The daughter of Minos and wife of Theseus, Phaedra fell in love with her stepson Hippolytus (sometimes due to a divine curse). When he rejected her, she accused him of raping her, inadvertently leading to his death and her suicide.
Convinced her husband Cephalus was cheating on her, Procris followed him into the woods on a hunt, where he accidentally shot and killed her.
Bribed by a necklace, Eriphyle persuaded her husband to join the war against Thebes though she knew he would die; in exchange, she was killed by her son.
Evadne’s husband Capaneus died of hubris crimes in the war against Thebes; Evadne threw herself onto his funeral pyre to die with him.
Wife of Protosilaeus, the first Greek to die in the Trojan war; Laodamia killed herself to join him.
Originally Caenis, a woman; turned to an invulnerable man by Neptune, either in exchange for sex or in the aftermath of rape.
A line with an incongruously unserious origin in Catullus 66, where similar words are spoken by a lock of hair detached from its owner’s head. Comparison of the lines along with one potential interpretation can be found here.

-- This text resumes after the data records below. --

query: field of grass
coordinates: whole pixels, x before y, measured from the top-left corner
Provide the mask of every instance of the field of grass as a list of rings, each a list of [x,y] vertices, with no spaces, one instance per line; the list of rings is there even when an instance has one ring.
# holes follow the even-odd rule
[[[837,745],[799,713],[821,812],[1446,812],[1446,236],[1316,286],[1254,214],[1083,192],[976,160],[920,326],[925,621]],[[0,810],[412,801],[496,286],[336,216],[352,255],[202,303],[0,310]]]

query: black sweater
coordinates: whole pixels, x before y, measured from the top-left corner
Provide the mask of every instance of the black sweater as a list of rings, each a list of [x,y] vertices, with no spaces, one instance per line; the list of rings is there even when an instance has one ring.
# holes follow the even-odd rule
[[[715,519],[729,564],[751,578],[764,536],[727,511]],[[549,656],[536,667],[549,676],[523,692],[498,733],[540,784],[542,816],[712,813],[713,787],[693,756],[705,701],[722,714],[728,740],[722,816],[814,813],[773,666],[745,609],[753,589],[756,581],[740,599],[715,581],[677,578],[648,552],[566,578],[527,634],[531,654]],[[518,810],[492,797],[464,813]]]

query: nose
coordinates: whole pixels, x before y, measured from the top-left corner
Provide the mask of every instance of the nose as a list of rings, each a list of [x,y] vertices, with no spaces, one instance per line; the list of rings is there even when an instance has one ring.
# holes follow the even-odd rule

c.f. Dido’s “mene fugis” (“Do you flee me?”)
This scene mirrors Odyssey 11, in which the shade of Ajax refuses to forgive or speak to the visiting Odysseus. The comparison invites the casting of Dido in the traditionally-masculine role of a hero, who would prefer to die on her own sword rather than let her enemies defeat her. Her silence here, according to my professor, also “prefigures Lavinia,” who we’ll meet before long.